January 6th happened, and it won’t unhappen because you want it to really bad. It was not a “day of love” as Trump pretends. The insurrectionists were not patriots when they broke windows to enter, stormed the Senate chamber and the Speaker’s office, tried to enter the House chamber ending in the death of Ashli Babbitt. Support Trump if you must, or if you can’t support the Democrats, but do not claim that January 6th was a “day of love.”
That day was an American calamity. Lawmakers huddled for safety. Vice President Mike Pence eluded a mob shouting that he should be hanged. Several people died during and after the riot, including one protester by gunshot and four police officers by suicide, and more than 140 officers were injured in a protracted melee that nearly upended what should have been the routine certification of the electoral victory of Mr. Trump’s opponent, Joseph R. Biden Jr.
As his own Republican toadies scampered for cover and condemned his call to “fight like hell” that brought the worst of his followers to the second storming of the Capital, Trump relished in the glory of people willing to kill, or die, for him, not because he cared a whit for any of them but because he cared too much for himself.

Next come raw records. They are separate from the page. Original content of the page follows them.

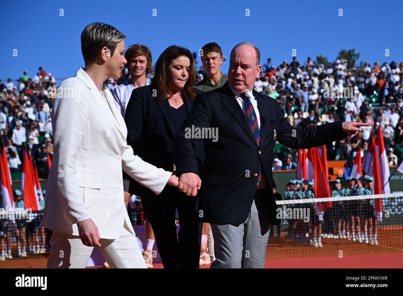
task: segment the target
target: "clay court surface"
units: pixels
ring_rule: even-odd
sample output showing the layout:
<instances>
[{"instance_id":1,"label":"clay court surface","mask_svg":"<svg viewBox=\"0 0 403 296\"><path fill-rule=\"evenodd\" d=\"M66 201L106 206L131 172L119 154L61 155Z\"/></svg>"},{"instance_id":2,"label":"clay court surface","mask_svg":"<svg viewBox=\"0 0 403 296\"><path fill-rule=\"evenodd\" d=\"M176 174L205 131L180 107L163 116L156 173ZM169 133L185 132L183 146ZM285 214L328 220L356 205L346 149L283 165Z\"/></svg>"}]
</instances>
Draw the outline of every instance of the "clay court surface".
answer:
<instances>
[{"instance_id":1,"label":"clay court surface","mask_svg":"<svg viewBox=\"0 0 403 296\"><path fill-rule=\"evenodd\" d=\"M286 238L287 234L282 232L280 238L275 237L275 237L269 239L266 268L403 268L403 226L401 226L380 227L377 246L344 239L322 238L323 247L314 247L307 242L295 242ZM13 251L17 251L16 245ZM48 253L0 261L0 268L44 268ZM163 268L161 264L154 265L154 268ZM201 268L209 267L210 265Z\"/></svg>"}]
</instances>

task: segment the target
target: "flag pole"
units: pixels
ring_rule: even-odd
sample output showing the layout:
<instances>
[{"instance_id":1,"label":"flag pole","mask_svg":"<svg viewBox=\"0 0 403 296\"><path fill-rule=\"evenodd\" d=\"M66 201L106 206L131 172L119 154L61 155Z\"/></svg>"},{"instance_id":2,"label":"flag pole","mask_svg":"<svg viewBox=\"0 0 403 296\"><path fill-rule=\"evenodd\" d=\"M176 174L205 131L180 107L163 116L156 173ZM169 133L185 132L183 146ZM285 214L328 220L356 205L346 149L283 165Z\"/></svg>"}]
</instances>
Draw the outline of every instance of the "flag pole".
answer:
<instances>
[{"instance_id":1,"label":"flag pole","mask_svg":"<svg viewBox=\"0 0 403 296\"><path fill-rule=\"evenodd\" d=\"M389 183L389 181L390 180L391 178L393 176L393 175L395 174L395 173L396 172L396 171L397 170L397 169L399 168L399 166L400 166L400 165L402 164L402 162L403 162L403 160L402 160L401 161L400 161L400 164L399 164L399 165L396 167L396 168L393 171L393 172L392 173L392 174L389 176L389 178L388 179L388 180L386 182L386 183L385 183L385 185L383 186L383 187L382 187L382 189L381 189L381 191L383 190L383 188L386 186L386 184L387 184L388 183Z\"/></svg>"}]
</instances>

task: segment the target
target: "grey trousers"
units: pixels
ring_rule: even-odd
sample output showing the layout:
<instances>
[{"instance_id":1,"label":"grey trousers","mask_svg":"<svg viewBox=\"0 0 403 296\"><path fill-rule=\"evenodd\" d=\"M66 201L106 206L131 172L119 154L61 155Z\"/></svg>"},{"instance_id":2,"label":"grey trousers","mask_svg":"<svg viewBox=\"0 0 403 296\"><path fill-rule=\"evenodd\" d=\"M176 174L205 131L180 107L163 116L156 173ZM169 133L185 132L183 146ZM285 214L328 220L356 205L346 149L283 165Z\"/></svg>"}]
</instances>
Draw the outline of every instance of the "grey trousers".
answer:
<instances>
[{"instance_id":1,"label":"grey trousers","mask_svg":"<svg viewBox=\"0 0 403 296\"><path fill-rule=\"evenodd\" d=\"M268 197L257 194L239 225L210 223L216 260L210 268L264 268L270 230Z\"/></svg>"}]
</instances>

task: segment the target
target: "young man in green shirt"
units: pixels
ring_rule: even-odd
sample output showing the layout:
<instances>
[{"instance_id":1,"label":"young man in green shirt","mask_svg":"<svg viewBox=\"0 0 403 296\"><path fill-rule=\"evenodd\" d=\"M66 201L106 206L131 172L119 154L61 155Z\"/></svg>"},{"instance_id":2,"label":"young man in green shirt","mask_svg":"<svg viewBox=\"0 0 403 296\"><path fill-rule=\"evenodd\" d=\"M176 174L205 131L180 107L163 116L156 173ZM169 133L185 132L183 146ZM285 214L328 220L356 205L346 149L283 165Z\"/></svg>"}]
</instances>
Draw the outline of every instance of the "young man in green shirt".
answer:
<instances>
[{"instance_id":1,"label":"young man in green shirt","mask_svg":"<svg viewBox=\"0 0 403 296\"><path fill-rule=\"evenodd\" d=\"M221 48L216 42L208 43L202 48L201 53L206 76L193 87L202 91L208 91L222 86L228 81L228 77L221 73L221 65L223 60Z\"/></svg>"},{"instance_id":2,"label":"young man in green shirt","mask_svg":"<svg viewBox=\"0 0 403 296\"><path fill-rule=\"evenodd\" d=\"M221 73L221 65L223 60L221 48L216 42L208 43L202 48L201 53L206 76L193 87L202 91L221 87L228 80L227 75ZM199 265L209 264L214 260L214 240L210 224L203 223Z\"/></svg>"},{"instance_id":3,"label":"young man in green shirt","mask_svg":"<svg viewBox=\"0 0 403 296\"><path fill-rule=\"evenodd\" d=\"M341 181L340 179L336 180L334 190L331 193L332 197L342 196ZM333 202L335 206L336 215L337 219L337 234L335 238L347 238L346 236L345 211L344 205L342 201Z\"/></svg>"},{"instance_id":4,"label":"young man in green shirt","mask_svg":"<svg viewBox=\"0 0 403 296\"><path fill-rule=\"evenodd\" d=\"M356 187L351 190L350 193L351 195L364 195L365 193L365 188L362 186L362 177L360 176L353 178L353 180L355 181ZM361 208L361 203L360 201L353 201L352 203L354 205L354 218L356 221L355 225L357 228L357 240L360 242L362 242L364 240L364 231L362 228L361 227L361 216L362 215L362 212ZM361 235L361 234L363 235Z\"/></svg>"},{"instance_id":5,"label":"young man in green shirt","mask_svg":"<svg viewBox=\"0 0 403 296\"><path fill-rule=\"evenodd\" d=\"M372 177L368 175L364 176L364 182L366 187L365 188L365 195L370 195L372 194L372 186L373 186ZM369 239L368 242L371 244L378 245L378 217L374 215L375 209L373 205L373 200L367 200L366 203L367 211L365 213L366 217L368 217L367 225L369 234ZM369 204L369 205L368 204ZM367 240L366 240L366 242Z\"/></svg>"},{"instance_id":6,"label":"young man in green shirt","mask_svg":"<svg viewBox=\"0 0 403 296\"><path fill-rule=\"evenodd\" d=\"M346 188L341 190L342 196L351 196L351 191L354 189L354 181L351 177L346 178ZM348 217L348 219L346 224L346 228L347 232L347 239L350 240L352 239L355 241L355 232L354 230L355 223L354 221L354 204L351 201L347 201L344 202L345 211L346 213L346 218ZM350 232L351 233L350 234ZM350 235L351 234L351 235Z\"/></svg>"},{"instance_id":7,"label":"young man in green shirt","mask_svg":"<svg viewBox=\"0 0 403 296\"><path fill-rule=\"evenodd\" d=\"M22 193L19 189L15 191L15 210L25 210L25 206L24 200L22 199ZM27 240L25 233L27 231L26 218L15 219L17 229L16 234L17 236L17 247L18 249L18 256L20 257L27 257Z\"/></svg>"}]
</instances>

Mr. Trump retired to the White House, where he watched the televised violence and ignored advice to tell the mob to leave. Then, after sending two tweets calling for peaceful protest, he posted a video repeating his rigged-election falsehood and saying: “We have to have peace. So go home. We love you. You’re very special.”
Trump was re-elected despite January 6th, not because it didn’t happen.
Fortunately, polls show that roughly 60 percent of Americans oppose Mr. Trump’s plan to pardon the insurrectionists. Even many Trump voters didn’t like what happened that day. But the new president’s relentless salesmanship of his exculpatory narrative could fuzz up the issue. The bully pulpit is a good place to bully critics and flush the memory of a Confederate flag near the Rotunda and a noose for Mike Pence on the lawn.
If you have chosen fantasy over reality, and want desperately enough to believe in the absurd excuses constructed around January 6th, so be it. Time will judge Trump’s administration. Time will judge Trump, the vulgar, deceitful, amoral, narcissistic ignoramus. But January 6th happened.
A follow-up tweet ended: “Remember this day forever!”
Indeed. January 6, 2021 was one of the most disgraceful days the United States of America has suffered. It should be remembered forever.